Six categories are distinguished according U.S. Soil Taxonomy:

  • Order (11 taxa): This category is based largely on soil forming processes as indicated by the presence or absence of major diagnostic horizons. A given order includes soils whose properties suggest that they are not dissimilar in their genesis. They are thought to have been formed by the same general genetic processes.
  • Suborder (60 taxa): Suborders are subdivisions of orders that emphasize genetic homogeneity . The presence or absence of properties associated with wetness, climatic environment, major parent material, and vegetation.
  • Great Group (approximate 303): Great groups are subdivisions of suborders according to similar kind, arrangement, and diagnostic horizons. The emphasis is on the presence or absence of specific diagnostic features, base status, soil temperature, and soil moisture regimes.
  • Subgroup (> 1,200): Subgroups are subdivisions of the great groups. The central concept of a great group makes up one group (Typic). Other subgroups may have characteristics that are intergrades between those of the central concept and those of the orders, suborders, or great groups. Extragradation is used to identify critical properties common in soils in several orders, suborders, and great groups.
  • Family: Families are found in soils with a subgroup having similar physical and chemical properties affecting their response to management and especially to the penetration of plant roots. Differences in texture, mineralogy, temperature, and soil depth are bases for family differentiation.
  • Series (approximate 17,000 in the U.S.): Its differentiating characteristics are based primarily on the kind an arrangement of horizons, color, texture, structure, consistence, reaction of horizons, chemical, and mineralogical properties of the horizons.
  • (Phase: technically not a class in Soil Taxonomy but used in field surveying)
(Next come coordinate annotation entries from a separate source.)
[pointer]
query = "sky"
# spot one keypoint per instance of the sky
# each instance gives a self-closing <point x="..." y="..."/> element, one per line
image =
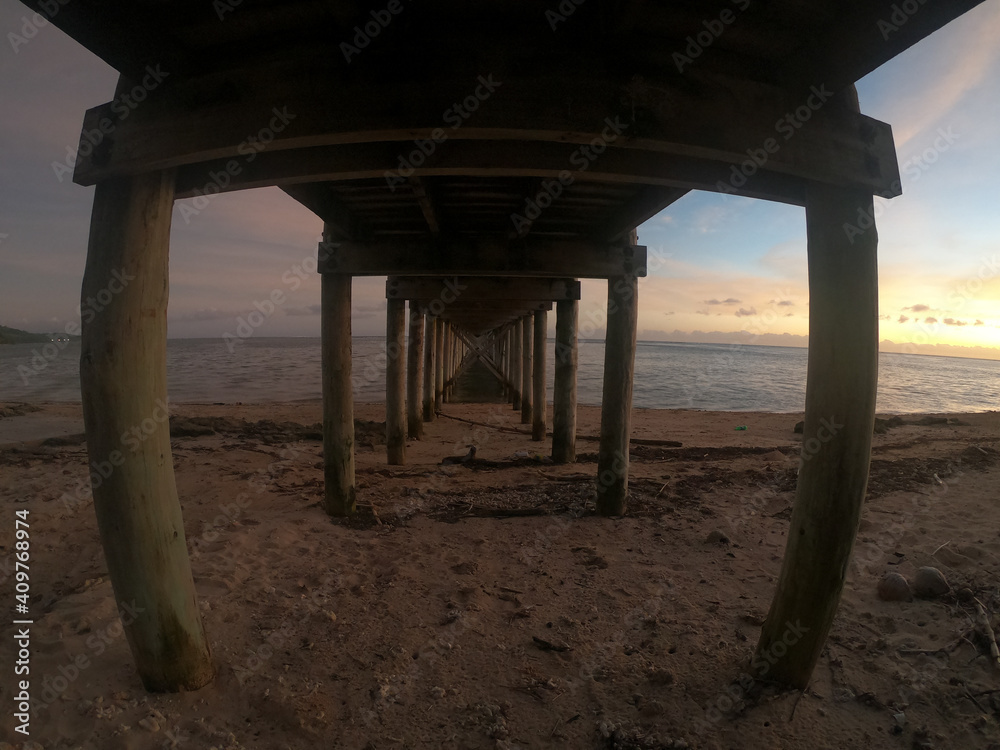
<point x="725" y="269"/>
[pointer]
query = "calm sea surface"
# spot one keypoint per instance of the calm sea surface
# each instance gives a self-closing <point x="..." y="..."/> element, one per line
<point x="667" y="376"/>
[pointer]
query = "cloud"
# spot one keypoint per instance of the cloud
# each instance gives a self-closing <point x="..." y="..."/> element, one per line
<point x="305" y="310"/>
<point x="205" y="314"/>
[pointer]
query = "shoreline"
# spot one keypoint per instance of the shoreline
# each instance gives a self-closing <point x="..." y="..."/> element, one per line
<point x="418" y="618"/>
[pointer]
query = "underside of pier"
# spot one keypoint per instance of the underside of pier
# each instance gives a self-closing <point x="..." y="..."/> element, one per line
<point x="483" y="158"/>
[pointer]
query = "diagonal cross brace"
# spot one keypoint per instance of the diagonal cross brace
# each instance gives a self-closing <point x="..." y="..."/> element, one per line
<point x="477" y="350"/>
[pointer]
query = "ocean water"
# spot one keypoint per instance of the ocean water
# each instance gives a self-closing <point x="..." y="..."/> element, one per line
<point x="667" y="376"/>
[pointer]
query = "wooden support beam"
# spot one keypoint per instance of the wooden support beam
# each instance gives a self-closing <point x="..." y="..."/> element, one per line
<point x="349" y="133"/>
<point x="525" y="219"/>
<point x="338" y="396"/>
<point x="123" y="376"/>
<point x="483" y="256"/>
<point x="439" y="363"/>
<point x="487" y="351"/>
<point x="564" y="390"/>
<point x="456" y="290"/>
<point x="650" y="200"/>
<point x="517" y="356"/>
<point x="538" y="419"/>
<point x="445" y="362"/>
<point x="616" y="405"/>
<point x="836" y="441"/>
<point x="395" y="381"/>
<point x="414" y="373"/>
<point x="527" y="394"/>
<point x="340" y="222"/>
<point x="427" y="206"/>
<point x="874" y="32"/>
<point x="430" y="378"/>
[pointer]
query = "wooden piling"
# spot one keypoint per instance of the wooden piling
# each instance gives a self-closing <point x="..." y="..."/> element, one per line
<point x="124" y="392"/>
<point x="414" y="373"/>
<point x="438" y="364"/>
<point x="538" y="420"/>
<point x="836" y="440"/>
<point x="616" y="406"/>
<point x="430" y="339"/>
<point x="446" y="388"/>
<point x="395" y="381"/>
<point x="338" y="395"/>
<point x="515" y="370"/>
<point x="526" y="351"/>
<point x="564" y="390"/>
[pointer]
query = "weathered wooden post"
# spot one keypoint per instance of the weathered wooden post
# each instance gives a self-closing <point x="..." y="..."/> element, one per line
<point x="414" y="372"/>
<point x="446" y="388"/>
<point x="506" y="363"/>
<point x="526" y="388"/>
<point x="123" y="375"/>
<point x="616" y="405"/>
<point x="564" y="390"/>
<point x="430" y="340"/>
<point x="836" y="441"/>
<point x="338" y="395"/>
<point x="438" y="364"/>
<point x="395" y="381"/>
<point x="516" y="358"/>
<point x="538" y="421"/>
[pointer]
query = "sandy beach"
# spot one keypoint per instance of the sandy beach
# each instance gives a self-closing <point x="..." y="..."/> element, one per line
<point x="484" y="605"/>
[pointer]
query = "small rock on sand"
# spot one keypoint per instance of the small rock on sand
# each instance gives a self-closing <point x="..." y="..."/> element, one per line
<point x="894" y="588"/>
<point x="929" y="583"/>
<point x="717" y="537"/>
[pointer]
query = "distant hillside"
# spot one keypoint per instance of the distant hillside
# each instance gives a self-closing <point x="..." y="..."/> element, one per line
<point x="15" y="336"/>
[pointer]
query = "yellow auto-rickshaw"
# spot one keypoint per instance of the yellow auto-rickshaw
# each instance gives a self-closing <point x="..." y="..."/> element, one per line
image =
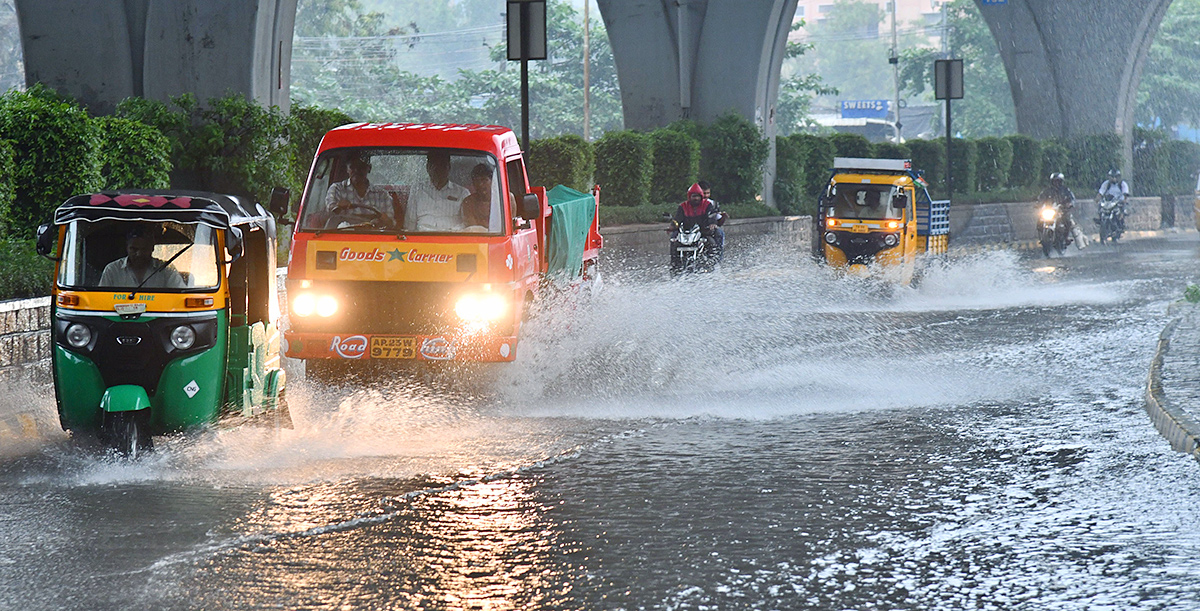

Figure 1. Orders, suborders, great groups, subgroups, families, and series – U.S. Soil Taxonomy.

Soil Taxonomy is based on the properties of soils as they are found in the landscape. One objective of the system is to group soils similar in genesis, but the specific criteria used to place soils in these groups are those of soil properties. Because Soil Taxonomy is a hierarchical system each soil is grouped first in the broadest category first. When more details are added lower categories are defined. Differentiating characteristics are not uniformly applied to all soils at a given categorical level, because soils have an enormous complexity. Therefore, in Soil Taxonomy certain types of differentiating characteristics are applied only to certain taxa (of the level above which one is considering) to produce the desired taxa at the level with which one is dealing.

Simplified Key to Soil Orders

Table 1. Brief description of Soil Orders.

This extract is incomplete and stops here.